Se observar bem, a maior parte das empresas no mercado está em busca de informações e dados para otimizar processos e até aumentar o lucro da companhia.

Porém, em alguns lugares, esse não é o padrão seguido, e muitas marcas acabam se perdendo em um mar de dados sem saber o que fazer com eles.

Por conta disso, acompanhe algumas dicas interessantes para você começar hoje mesmo a valorizar e trabalhar de forma efetiva os dados dos seus clientes.

1 – Qual é a necessidade da empresa?

Basicamente: por que você está querendo essas informações? É importante, antes de mais nada, entender o motivo de você coletá-las.

Desse modo, se a sua empresa é do ramo de bebidas, por exemplo, qual a necessidade de saber a cor de camisa favorita do cliente?

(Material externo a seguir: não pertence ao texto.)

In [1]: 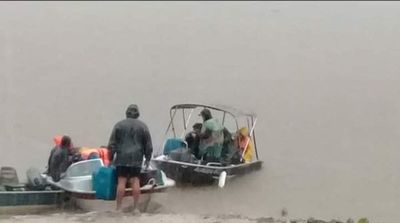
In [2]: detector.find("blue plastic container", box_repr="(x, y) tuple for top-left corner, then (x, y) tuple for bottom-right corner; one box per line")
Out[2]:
(92, 167), (117, 200)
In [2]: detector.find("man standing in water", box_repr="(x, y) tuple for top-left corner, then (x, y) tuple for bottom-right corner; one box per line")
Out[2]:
(108, 104), (153, 213)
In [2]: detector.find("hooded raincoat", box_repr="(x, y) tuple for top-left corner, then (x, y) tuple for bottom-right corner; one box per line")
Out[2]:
(108, 118), (153, 167)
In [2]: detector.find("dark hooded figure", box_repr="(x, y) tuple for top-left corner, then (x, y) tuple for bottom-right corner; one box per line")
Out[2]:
(185, 123), (203, 159)
(108, 104), (153, 212)
(48, 136), (72, 182)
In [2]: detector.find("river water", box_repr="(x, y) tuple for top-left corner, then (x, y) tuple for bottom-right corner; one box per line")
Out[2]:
(0, 2), (400, 223)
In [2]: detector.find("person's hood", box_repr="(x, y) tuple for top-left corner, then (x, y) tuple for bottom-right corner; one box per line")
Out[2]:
(239, 127), (249, 136)
(53, 135), (63, 146)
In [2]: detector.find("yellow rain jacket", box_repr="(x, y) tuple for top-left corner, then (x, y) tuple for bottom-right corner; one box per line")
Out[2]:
(238, 127), (254, 163)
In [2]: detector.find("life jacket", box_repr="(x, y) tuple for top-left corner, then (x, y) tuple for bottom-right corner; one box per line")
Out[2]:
(238, 127), (254, 162)
(79, 147), (110, 166)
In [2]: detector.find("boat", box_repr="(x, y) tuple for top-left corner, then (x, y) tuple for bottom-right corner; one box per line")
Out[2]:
(43, 159), (175, 211)
(152, 104), (263, 187)
(0, 166), (65, 215)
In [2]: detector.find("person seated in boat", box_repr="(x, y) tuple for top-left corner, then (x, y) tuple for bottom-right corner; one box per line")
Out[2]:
(48, 136), (72, 182)
(199, 108), (224, 163)
(79, 146), (110, 166)
(45, 135), (71, 174)
(185, 123), (203, 159)
(235, 127), (254, 163)
(221, 127), (237, 165)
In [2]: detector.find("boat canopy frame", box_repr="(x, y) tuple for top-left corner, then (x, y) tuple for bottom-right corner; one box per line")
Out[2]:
(165, 104), (259, 160)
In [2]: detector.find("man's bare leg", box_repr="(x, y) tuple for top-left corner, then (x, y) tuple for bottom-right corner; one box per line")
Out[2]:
(117, 177), (126, 211)
(129, 177), (140, 211)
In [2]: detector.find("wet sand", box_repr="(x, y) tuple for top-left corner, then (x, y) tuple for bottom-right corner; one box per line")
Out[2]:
(0, 2), (400, 223)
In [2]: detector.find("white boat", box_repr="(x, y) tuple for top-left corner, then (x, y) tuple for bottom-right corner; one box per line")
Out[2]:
(152, 104), (262, 187)
(43, 159), (175, 211)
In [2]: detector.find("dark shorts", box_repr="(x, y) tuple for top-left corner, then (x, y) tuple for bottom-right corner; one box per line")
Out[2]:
(116, 166), (142, 178)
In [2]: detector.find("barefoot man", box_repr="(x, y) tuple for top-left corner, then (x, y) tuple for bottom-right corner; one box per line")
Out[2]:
(108, 104), (153, 213)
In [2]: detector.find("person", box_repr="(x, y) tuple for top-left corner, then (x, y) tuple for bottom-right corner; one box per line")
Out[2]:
(79, 146), (110, 166)
(185, 123), (202, 159)
(108, 104), (153, 213)
(48, 136), (72, 182)
(235, 127), (254, 163)
(199, 108), (224, 162)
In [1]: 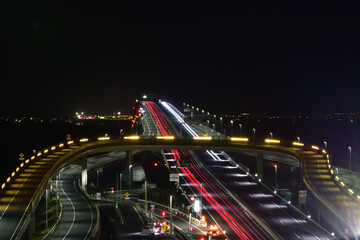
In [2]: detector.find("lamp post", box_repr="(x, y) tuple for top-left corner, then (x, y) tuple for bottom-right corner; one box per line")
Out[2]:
(144, 181), (148, 218)
(96, 169), (99, 187)
(220, 117), (222, 134)
(129, 164), (132, 190)
(170, 195), (173, 236)
(274, 164), (277, 190)
(189, 213), (191, 234)
(348, 146), (351, 171)
(200, 183), (203, 217)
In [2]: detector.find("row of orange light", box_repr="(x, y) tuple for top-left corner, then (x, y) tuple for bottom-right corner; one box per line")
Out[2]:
(1, 140), (74, 189)
(1, 137), (110, 189)
(311, 145), (360, 201)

É fundamental ter esse tipo de pensamento ao coletar os dados dos seus clientes. Entenda o que faz sentido para sua marca e descubra como otimizar esses dados a favor da sua empresa.

2 – O que fazer para coletar dados relevantes?

Para algumas empresas, realizar pesquisas com os clientes é uma boa maneira de receber dados relevantes.

Indo por esse caminho, é necessário, de maneira inteligente, fazer perguntas que façam sentido para o seu negócio. 

De qualquer maneira, a pesquisa não é a única forma de coletar dados dos clientes. Sendo assim, existem outras inúmeras frentes para realizar isso, e uma delas é o atendimento ao cliente.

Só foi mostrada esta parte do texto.